No, the young homeless woman with the thuggish boyfriend/possible pimp is not in any of the books. Dave and Julie don’t appear (as the film only deals with the first part of the walk, not the second leg where they meet them) either.
I have no issue with changes/ new scenes for a film adaptation, though. Things that work in a memoir often just don’t translate to screen at all. I think I said several threads ago, under a different username, that I was on a tv series set last year with a friend whose novel provided the basis for the screenplay, and it was very interesting to see what had to be changed from a novel with several first-person narrators and not much action into something that works onscreen, where someone has to be performing an action or speaking. In a screenplay, you have to be able to show everything. Or use a voiceover. I imagine one of the issues with turning TSP into a screenplay is that it is mostly just two people walking and camping. No real other characters, very little dialogue, lots of people who only appear for a single scene.

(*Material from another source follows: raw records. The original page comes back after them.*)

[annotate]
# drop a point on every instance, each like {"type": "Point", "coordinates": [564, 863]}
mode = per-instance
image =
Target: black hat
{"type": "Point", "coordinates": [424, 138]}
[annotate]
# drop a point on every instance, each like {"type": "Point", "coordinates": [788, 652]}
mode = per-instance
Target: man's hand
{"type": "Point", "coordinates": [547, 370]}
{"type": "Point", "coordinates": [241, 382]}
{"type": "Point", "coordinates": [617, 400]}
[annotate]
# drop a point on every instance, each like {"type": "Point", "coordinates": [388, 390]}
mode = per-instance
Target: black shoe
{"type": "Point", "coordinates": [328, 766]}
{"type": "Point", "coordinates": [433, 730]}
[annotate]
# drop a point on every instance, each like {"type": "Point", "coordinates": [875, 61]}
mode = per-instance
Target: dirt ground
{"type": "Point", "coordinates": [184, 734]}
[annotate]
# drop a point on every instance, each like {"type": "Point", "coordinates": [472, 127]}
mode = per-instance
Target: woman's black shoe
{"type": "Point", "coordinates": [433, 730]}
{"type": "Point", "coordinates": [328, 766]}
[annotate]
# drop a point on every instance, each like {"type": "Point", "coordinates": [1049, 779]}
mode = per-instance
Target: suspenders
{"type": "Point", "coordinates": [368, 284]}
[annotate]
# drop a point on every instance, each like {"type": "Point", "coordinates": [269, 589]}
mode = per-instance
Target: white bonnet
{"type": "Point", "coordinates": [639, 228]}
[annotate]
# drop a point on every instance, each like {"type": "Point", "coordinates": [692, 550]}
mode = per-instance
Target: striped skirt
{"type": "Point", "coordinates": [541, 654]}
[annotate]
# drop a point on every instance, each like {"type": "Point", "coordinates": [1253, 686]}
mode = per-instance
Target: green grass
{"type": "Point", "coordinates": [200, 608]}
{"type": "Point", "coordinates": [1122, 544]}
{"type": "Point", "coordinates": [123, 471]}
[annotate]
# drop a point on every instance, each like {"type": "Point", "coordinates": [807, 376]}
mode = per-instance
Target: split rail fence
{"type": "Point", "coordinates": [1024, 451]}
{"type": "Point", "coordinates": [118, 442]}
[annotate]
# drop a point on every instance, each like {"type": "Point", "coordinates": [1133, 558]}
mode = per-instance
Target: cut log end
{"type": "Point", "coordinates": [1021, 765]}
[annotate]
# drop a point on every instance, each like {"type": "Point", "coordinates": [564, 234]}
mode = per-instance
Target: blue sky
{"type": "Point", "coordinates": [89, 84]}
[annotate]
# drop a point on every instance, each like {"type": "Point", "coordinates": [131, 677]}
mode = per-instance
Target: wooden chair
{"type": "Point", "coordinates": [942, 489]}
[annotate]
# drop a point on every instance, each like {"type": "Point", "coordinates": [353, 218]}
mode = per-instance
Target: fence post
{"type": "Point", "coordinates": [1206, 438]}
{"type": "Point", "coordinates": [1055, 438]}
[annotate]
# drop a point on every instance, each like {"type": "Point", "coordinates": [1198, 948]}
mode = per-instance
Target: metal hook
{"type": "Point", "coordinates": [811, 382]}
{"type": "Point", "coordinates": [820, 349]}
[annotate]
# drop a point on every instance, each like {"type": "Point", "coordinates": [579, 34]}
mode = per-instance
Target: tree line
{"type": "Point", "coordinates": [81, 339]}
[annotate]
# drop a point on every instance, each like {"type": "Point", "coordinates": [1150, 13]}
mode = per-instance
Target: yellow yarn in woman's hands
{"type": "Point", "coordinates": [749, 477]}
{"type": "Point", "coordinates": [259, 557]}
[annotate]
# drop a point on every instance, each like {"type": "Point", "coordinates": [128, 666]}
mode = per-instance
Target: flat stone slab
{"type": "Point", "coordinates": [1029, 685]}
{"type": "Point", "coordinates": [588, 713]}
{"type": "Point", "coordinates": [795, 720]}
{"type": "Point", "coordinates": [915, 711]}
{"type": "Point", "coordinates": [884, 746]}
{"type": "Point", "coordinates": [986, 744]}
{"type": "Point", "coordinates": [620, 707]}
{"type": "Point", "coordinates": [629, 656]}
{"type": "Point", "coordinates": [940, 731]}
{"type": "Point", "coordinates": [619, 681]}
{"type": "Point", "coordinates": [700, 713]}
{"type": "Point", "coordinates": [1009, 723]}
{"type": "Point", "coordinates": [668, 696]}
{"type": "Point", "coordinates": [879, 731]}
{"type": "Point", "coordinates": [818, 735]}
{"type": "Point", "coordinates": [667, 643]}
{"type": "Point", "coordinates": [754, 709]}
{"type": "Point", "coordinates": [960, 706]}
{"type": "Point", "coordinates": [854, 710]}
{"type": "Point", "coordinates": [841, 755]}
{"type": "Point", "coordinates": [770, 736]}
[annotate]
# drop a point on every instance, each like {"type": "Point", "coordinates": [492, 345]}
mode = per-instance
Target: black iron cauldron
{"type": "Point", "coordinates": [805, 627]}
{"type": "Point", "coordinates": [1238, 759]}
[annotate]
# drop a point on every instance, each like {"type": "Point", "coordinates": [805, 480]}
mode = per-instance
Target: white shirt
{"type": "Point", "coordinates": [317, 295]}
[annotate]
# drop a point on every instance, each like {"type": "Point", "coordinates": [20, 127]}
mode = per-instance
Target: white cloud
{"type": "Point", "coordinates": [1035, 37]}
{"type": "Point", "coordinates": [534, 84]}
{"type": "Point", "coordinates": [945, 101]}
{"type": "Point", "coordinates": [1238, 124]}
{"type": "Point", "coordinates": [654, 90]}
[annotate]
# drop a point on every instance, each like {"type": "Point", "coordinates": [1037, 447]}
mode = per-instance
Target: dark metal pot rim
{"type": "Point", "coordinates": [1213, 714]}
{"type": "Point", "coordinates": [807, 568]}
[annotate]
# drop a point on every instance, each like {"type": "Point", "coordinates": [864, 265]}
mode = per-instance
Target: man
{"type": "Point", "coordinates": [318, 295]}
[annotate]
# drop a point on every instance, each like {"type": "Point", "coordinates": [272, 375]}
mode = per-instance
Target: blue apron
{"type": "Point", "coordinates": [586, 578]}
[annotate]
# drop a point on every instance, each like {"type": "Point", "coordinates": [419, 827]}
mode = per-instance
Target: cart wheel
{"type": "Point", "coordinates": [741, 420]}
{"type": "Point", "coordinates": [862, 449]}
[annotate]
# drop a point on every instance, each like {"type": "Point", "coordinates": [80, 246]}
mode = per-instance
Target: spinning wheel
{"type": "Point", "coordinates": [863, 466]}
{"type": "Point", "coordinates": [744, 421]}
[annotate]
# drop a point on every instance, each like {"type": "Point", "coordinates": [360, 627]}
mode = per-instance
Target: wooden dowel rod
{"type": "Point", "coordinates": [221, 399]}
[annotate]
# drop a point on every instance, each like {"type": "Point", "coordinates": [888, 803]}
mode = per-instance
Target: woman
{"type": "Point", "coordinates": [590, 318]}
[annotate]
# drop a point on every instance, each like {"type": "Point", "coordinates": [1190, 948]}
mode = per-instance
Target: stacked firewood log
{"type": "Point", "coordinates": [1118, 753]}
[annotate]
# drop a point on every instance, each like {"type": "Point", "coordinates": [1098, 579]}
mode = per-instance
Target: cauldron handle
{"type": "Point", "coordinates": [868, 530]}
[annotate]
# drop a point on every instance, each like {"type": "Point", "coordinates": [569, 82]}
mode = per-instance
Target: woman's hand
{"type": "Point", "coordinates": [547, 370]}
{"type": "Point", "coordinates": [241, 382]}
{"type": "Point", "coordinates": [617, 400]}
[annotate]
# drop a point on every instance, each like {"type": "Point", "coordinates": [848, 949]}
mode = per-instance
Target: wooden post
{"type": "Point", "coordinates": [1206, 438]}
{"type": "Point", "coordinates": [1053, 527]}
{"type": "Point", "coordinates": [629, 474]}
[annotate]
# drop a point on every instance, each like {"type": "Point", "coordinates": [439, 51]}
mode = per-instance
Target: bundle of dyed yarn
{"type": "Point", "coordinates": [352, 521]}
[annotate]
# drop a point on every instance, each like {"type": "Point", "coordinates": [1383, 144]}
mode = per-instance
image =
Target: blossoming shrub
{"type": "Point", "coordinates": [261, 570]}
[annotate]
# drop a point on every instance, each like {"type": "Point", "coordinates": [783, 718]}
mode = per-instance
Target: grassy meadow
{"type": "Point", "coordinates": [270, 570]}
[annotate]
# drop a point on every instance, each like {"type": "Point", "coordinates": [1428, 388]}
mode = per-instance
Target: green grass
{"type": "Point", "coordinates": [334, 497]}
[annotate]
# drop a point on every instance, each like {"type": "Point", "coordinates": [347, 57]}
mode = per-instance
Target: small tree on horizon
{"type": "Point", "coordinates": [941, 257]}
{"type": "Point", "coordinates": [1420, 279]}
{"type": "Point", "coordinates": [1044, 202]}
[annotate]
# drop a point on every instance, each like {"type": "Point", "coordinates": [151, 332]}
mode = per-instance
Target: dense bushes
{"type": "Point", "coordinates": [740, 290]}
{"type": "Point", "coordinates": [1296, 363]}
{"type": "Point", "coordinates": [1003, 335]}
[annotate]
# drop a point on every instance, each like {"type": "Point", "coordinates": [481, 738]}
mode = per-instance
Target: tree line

So the screen writer condenses all the scenes where people apparently recoil at the Walkers’ homelessness into one (the family at the tearoom) and makes Tim’s withdrawal from his drug much more dramatic, and condenses the various ‘visited by a heavily symbolic animal’ scenes into the peregrine etc.
I assume that getting the crew and equipment to many parts of the path was impossible, so they had to film where they could get to, explaining the oddities of location in some places.
I totally agree with rabbits were ridiculous, though. It was like an episode of Teletubbies.